Enterprise 2.0 & ROI

Through the organisational views, the implementation of social technologies  is not only covered the expectation of the returns on the monetary side but also those intangible benefits. This might possibly include all changes in the working processes/structures that drive the organisation’s performance, especially communication and collaboration. In order to determine the ‘success’ on how the organisations adopt and apply the social technologies, the return of investment (ROI) is somehow require to be measured for both quantitative and qualitative ways. For this post, I decide to discuss on the ROI scope of the social technology implementations through my chosen organisation, ‘Comcept’ as a case example.
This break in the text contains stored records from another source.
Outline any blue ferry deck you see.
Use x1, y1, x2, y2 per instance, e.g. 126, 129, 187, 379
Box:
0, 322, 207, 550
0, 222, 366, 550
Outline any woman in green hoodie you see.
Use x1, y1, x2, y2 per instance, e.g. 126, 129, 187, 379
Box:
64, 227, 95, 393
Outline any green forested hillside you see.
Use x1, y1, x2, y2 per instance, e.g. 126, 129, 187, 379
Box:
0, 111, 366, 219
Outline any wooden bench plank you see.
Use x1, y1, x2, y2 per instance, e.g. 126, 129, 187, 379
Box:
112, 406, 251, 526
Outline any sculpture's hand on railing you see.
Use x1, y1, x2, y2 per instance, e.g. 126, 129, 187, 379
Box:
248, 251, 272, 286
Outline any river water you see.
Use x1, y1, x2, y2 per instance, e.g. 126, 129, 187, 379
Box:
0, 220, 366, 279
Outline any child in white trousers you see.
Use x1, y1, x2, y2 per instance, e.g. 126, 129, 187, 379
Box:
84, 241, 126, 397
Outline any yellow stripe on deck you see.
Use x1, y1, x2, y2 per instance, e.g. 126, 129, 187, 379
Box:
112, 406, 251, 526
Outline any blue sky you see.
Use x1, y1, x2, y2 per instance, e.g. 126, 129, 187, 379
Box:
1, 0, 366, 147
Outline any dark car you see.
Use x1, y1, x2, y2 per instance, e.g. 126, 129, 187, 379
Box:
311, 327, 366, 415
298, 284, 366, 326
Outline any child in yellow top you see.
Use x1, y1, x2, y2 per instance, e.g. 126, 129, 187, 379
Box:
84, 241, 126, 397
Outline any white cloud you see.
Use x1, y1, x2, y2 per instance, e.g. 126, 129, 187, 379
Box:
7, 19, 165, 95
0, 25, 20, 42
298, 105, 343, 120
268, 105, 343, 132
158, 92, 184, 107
Comcept is an independent Japanese game company that works on both design and development. The company launched its Kickstarter project, ‘Mighty No.9’ at the end of August 2013. Its funded budget was set to be approximately $900,000 as its minimum goal. There was no specific monetary in details on how this amount of the budget could broken down into which sub-costs, but it might surely consist the cost of the game production elements (e.g. programmers, designers, artists) and the cost of the tiers’ physical products (if the company specified/stated them in its announced project).

Illust. by Sarun Y.

Illust. by Sarun Y.

During the funding period (Aug 31, 2013 – Oct 1, 2013) of the Mighty No.9’s project, Comcept had engaged both of its fans and gamers through its project’s social media channels (Facebook and Twitter) along with keeping the updates on its official Kickstarter page. At the current state of the project, the company has successfully reached its minimum goal (within 48 hours after the project launched) as well as some of its stretch goals. By using the social media monitoring tool such Topsy with the main keywords of Mighty No.9, the result really demonstrated that there are high active numbers of around 300 mentioned tweets about this project during the first 3-5 days after the project went live, not even mention its Facebook page (1,077 likes) and its search term (270 hits). These quantified results reflected the phenomenon on why the project could be able to reach its first goal within the short period of time.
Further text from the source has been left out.